遺跡-7[21/22]
エイガでは、身勝手な王が身分の低い者を虐げていた。
人々は貧困と飢えに喘ぎ、苦しんでいた。
そのうち王の我侭と暴挙は進行し、商人の中から勇者が現われた。
勇者は人々を集め、王に戦いを挑んだ。
そして戦いに負け、死罪となってしまった。
しかし、王はすぐに家来の反乱によって殺されてしまった。
王は代わり、新しい王が国を平和へと導き出した。
「私には……分かりません。姫様は美しくて優しい。それはあるいは女性よりもかもしれない。私も尊敬と僅かな嫉妬を抱きます。皆に慕われているし、皆が貴方を愛している。だから、貴方がいなくなったら、きっと皆が悲しみます……」
「……私は恵まれています。きっと私の望みは過ぎたものなのでしょう。でも、恵まれているからこそ、望んでしまったのです。その結果、誰かが悲しんでしまったとしても。それでも望んでしまう。エゴと分かっていても。このエイガの王と私とは同じなのです」
エイガで、政権が三度交代した。
冠を被った王子が登場する。王子は民衆から慕われ、人格者で誰もが彼を尊敬していた。
ある日、王子は隣国の姫君と恋に落ちた。
しかしその隣国と王子の国は敵国同士。
報われない恋愛だった。
幾度もの障害を乗り越えて、王子と姫君は何度も密会するが、ある日それはばれてしまう。
怒った隣国の王は、王子の国を侵略し始める。
やがて国が落とされ城が炎に包まれている中、王子と姫君は最後に愛を確かめ合い、死にゆく国と共に二人の命は散った。

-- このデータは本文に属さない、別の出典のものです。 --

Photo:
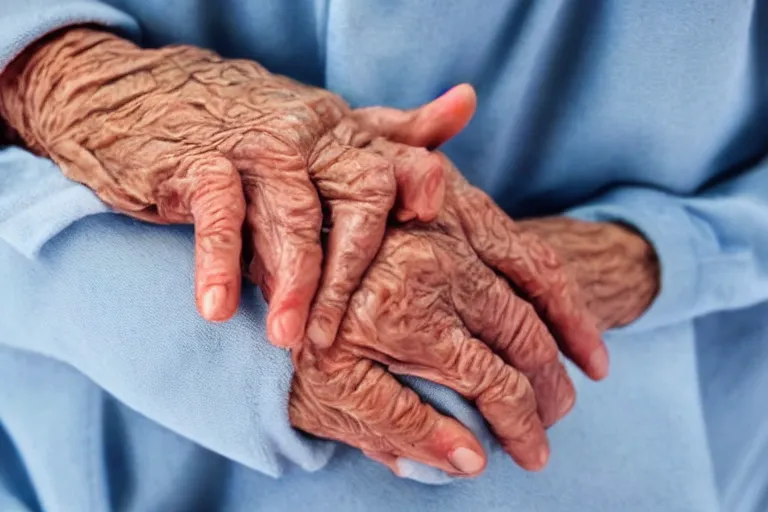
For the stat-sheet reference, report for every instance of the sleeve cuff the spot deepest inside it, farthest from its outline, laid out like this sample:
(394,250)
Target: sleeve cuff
(675,236)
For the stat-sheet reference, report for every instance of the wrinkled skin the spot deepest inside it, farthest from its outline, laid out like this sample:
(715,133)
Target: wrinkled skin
(436,304)
(180,135)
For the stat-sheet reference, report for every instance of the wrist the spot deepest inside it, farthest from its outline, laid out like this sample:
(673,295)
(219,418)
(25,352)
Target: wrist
(616,269)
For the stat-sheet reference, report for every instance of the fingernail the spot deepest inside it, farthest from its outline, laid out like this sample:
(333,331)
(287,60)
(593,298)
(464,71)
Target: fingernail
(288,326)
(598,363)
(405,468)
(212,300)
(466,461)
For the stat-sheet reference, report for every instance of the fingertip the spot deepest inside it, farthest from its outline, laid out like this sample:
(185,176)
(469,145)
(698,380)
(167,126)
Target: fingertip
(285,327)
(467,461)
(216,305)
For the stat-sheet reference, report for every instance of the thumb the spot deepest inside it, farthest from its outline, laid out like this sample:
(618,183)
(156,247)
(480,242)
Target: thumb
(428,126)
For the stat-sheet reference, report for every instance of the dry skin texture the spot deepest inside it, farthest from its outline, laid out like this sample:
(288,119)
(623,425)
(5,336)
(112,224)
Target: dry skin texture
(471,299)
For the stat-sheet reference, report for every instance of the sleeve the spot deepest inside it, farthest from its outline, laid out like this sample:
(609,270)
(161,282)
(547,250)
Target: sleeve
(22,23)
(712,247)
(113,298)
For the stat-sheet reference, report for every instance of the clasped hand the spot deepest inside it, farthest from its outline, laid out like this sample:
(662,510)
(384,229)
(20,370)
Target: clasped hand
(453,291)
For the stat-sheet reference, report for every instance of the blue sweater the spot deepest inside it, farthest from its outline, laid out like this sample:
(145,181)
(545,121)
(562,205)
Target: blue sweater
(651,113)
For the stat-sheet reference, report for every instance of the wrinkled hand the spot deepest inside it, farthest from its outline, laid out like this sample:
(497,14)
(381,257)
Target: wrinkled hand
(437,304)
(179,135)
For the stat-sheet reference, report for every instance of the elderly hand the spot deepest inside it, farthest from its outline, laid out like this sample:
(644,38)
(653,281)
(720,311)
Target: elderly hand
(180,135)
(616,269)
(436,304)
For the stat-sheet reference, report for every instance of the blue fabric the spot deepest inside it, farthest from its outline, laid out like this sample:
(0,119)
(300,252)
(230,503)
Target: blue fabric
(651,113)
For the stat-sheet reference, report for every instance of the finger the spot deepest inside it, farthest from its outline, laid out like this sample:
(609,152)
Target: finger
(510,326)
(503,395)
(364,406)
(359,189)
(420,179)
(217,206)
(283,222)
(428,126)
(537,272)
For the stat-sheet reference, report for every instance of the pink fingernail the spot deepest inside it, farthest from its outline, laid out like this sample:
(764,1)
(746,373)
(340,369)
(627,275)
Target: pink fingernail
(212,299)
(598,362)
(466,461)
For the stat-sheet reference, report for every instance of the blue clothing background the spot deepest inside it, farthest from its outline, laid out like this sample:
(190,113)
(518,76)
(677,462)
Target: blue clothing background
(646,112)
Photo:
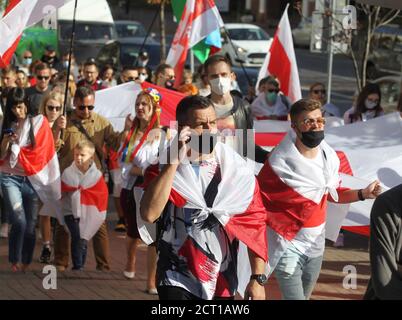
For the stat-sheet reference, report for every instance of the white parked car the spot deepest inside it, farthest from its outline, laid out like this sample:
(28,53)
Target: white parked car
(250,42)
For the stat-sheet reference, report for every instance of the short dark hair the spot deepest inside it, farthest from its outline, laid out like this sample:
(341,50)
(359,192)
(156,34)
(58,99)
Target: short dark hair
(16,96)
(189,104)
(83,91)
(212,60)
(303,105)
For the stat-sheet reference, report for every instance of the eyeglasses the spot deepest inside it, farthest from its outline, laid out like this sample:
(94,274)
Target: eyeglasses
(309,122)
(82,108)
(318,91)
(55,108)
(43,77)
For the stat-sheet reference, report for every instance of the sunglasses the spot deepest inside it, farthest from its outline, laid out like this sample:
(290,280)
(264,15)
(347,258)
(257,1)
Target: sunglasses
(309,122)
(82,108)
(43,77)
(53,108)
(319,91)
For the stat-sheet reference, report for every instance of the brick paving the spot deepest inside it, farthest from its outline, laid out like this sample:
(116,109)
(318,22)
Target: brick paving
(95,285)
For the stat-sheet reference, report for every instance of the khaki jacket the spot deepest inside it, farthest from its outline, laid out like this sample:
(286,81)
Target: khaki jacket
(99,129)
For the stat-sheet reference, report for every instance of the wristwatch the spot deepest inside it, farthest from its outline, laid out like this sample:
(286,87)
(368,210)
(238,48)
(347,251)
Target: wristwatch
(261,278)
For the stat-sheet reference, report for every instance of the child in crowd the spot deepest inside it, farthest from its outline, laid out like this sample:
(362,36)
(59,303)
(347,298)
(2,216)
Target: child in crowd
(84,201)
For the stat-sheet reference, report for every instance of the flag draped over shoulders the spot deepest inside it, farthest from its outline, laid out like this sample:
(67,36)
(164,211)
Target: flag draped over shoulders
(89,198)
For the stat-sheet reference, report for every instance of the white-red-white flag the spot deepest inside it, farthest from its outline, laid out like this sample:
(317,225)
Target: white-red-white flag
(89,198)
(19,15)
(40,162)
(199,19)
(237,206)
(281,60)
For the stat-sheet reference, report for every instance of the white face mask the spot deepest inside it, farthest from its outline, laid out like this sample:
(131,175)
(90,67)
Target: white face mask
(221,85)
(370,104)
(143,77)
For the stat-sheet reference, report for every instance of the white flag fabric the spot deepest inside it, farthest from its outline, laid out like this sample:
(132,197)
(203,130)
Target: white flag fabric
(199,19)
(281,61)
(117,102)
(89,198)
(19,15)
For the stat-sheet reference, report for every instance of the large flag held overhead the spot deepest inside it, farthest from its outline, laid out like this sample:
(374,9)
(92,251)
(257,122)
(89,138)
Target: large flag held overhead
(206,47)
(89,198)
(199,19)
(40,163)
(281,60)
(19,15)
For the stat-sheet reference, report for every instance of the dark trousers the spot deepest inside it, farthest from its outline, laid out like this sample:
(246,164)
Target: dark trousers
(78,245)
(177,293)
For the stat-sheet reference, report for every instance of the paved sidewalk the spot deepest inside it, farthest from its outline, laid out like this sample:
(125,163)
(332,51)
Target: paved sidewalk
(95,285)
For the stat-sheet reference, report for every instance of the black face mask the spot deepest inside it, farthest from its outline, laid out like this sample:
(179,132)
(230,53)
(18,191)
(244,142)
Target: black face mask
(204,143)
(48,59)
(312,139)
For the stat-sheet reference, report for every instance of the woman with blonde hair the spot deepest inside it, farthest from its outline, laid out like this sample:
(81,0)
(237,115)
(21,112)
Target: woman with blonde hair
(137,156)
(52,108)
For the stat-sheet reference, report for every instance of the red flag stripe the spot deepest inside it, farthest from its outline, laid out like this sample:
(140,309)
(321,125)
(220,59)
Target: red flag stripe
(250,227)
(363,230)
(269,139)
(33,160)
(288,211)
(6,57)
(96,195)
(11,6)
(170,100)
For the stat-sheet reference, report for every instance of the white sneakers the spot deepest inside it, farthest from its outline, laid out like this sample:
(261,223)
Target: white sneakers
(129,275)
(339,243)
(4,230)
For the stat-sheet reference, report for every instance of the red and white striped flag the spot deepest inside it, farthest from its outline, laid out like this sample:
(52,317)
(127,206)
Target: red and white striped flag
(89,198)
(199,19)
(40,163)
(19,15)
(281,60)
(237,206)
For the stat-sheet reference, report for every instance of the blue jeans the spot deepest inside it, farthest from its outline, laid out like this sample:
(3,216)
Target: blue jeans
(78,245)
(297,274)
(22,204)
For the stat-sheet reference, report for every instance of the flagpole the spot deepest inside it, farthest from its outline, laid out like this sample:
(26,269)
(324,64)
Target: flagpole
(192,61)
(149,31)
(331,51)
(69,60)
(237,56)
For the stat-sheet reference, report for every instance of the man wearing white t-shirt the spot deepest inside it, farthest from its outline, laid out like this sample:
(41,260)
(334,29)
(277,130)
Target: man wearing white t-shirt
(297,180)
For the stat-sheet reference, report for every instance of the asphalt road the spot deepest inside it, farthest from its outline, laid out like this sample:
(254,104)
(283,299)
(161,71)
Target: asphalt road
(314,67)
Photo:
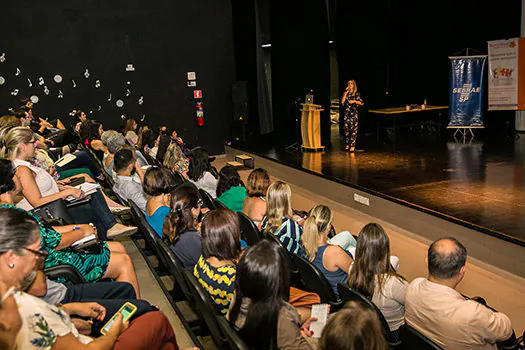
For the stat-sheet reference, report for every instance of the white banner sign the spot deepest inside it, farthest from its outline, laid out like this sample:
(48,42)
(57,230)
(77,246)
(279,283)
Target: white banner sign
(503,74)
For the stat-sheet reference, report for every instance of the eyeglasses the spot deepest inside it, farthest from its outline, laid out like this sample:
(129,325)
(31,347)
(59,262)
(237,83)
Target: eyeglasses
(42,254)
(34,142)
(7,294)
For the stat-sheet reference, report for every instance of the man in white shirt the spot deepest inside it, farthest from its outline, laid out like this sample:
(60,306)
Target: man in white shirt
(129,178)
(437,310)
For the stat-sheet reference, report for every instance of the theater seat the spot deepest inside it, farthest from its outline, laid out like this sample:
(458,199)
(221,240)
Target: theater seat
(249,232)
(413,340)
(314,281)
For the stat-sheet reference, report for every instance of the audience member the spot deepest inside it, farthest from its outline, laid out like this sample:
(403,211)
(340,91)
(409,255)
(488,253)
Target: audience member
(175,160)
(47,326)
(158,183)
(438,311)
(230,189)
(278,220)
(221,247)
(200,172)
(254,205)
(111,262)
(373,275)
(129,178)
(260,311)
(39,187)
(181,226)
(331,259)
(354,327)
(90,132)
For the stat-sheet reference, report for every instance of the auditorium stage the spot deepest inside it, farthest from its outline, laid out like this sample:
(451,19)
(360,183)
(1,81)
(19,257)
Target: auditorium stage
(478,184)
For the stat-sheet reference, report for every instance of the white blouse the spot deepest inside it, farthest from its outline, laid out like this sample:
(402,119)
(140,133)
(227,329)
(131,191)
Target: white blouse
(42,323)
(45,182)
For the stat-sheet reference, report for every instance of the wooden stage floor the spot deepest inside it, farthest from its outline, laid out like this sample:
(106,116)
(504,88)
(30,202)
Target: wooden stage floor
(479,184)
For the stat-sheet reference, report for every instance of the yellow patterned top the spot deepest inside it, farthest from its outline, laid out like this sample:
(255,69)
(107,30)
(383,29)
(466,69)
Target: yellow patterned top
(218,282)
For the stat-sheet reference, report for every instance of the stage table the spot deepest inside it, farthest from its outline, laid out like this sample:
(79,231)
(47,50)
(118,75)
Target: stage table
(394,112)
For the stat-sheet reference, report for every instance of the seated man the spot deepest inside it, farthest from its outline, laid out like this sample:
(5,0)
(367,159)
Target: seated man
(128,185)
(437,310)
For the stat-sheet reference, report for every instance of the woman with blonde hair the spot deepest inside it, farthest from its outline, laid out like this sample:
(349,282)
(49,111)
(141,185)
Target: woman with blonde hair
(279,220)
(331,257)
(351,100)
(256,187)
(39,187)
(374,275)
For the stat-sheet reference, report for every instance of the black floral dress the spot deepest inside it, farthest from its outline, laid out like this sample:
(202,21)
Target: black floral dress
(350,119)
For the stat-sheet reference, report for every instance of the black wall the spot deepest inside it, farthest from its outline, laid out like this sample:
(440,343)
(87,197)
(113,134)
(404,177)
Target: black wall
(163,40)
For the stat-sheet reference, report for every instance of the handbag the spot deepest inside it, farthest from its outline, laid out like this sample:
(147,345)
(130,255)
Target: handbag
(87,245)
(54,213)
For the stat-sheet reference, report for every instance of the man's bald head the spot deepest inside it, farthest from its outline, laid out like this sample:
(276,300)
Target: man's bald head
(446,257)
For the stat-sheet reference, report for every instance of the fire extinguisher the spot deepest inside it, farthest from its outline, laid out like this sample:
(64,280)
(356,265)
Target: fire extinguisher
(200,114)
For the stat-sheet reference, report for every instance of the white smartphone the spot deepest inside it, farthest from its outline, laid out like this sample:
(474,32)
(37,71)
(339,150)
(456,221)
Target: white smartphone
(127,310)
(319,311)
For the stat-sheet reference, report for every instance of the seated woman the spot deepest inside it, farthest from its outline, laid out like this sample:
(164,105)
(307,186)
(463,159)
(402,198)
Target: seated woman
(46,326)
(174,159)
(113,141)
(181,226)
(352,327)
(260,311)
(230,189)
(254,205)
(158,184)
(200,172)
(279,217)
(150,142)
(112,261)
(39,188)
(331,259)
(221,247)
(90,132)
(373,275)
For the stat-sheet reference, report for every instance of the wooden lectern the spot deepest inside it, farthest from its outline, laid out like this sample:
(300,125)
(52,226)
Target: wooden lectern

画面いっぱいに古代文字が躍った後、下から上へと細かい文字が流れ出した。
「出ましょうか」
私は姫様に手を引かれ、部屋を出る。
ホールを過ぎ、ありがとうございましたを言う受付のロボットにさよならと返す。
ずっと暗室にいたので、外の明るさが眩しかった。
伸びをしていた姫様は、自分の懐中時計で時刻を確認した。
最後に連れて行きたい所があると言った。
彼に最後に案内された場所は、足場が沈んでしまった広場だった。
水に溺れる前に空中庭園だった所は、今や小さな湖となっている。
庭園の中心には立派な大樹が聳え立っていた。
紅樹ともモンブランとも違う。
背丈は二十メートルくらいと紅樹よりは低いが、丈夫で太い幹を持っている。
あちこちに伸びた幹を伝っていくことで、私達は濡れずに大樹の袂まで行くことができた。
姫様は幹の一つに腰を降ろす。
靴を脱いで足を水に浸ける。
しばらく彼は水を蹴って遊んだ。
「本当はね。後悔していないわけじゃないんですよ」
「じゃあ、なんで……」
姫様は横顔も麗しい。
細い首と形のよい耳、唇も目も、女性以上に女性らしい。
いまだに女性でないことが信じられない。
「私は、今の私でいることが、やっぱり違うと思うんです。自分なのに自分ではない。それが、私らしさの問題なんじゃないかと言われたら、強く否定はできませんが」
私は彼の悩みを分かってあげることはできない。
私は女である自分に満足し、彼のように自分に誤差を感じることがないからだ。
「でも、そうせずにはいられなかったんですね……」
彼は頷く。
「遅かれ早かれ、私は同じことをしていたと思います。たとえ神に願いが通じることがないとしても。それが私の自分に対する我侭なんです」
姫様は細い足で水を蹴飛ばす。
陽光を照り返す水滴が上がり、水面に落下し、波紋を作る。
「ひとつ、聞いてもいいですか……」
姫様は私を見上げる。
「なんでしょう?」
「その耳飾りには、どんな意味があったんですか? どうしてあそこまで欲しがっていたのか、教えてください」
姫様の顔に薄く陰が落ちる。
自身の耳飾りを指先で弄る。
「この耳飾り……本当は私がデザインしたものなんです」
「じゃあ、もしかして……」
装飾商の店主の少女が脳裏に浮かぶ。
男性的な服装に、無愛想な目つき。
姫様の持っていた写真を私に思い出させた。
姫様は私の心中察するが如く軽く微笑んだ。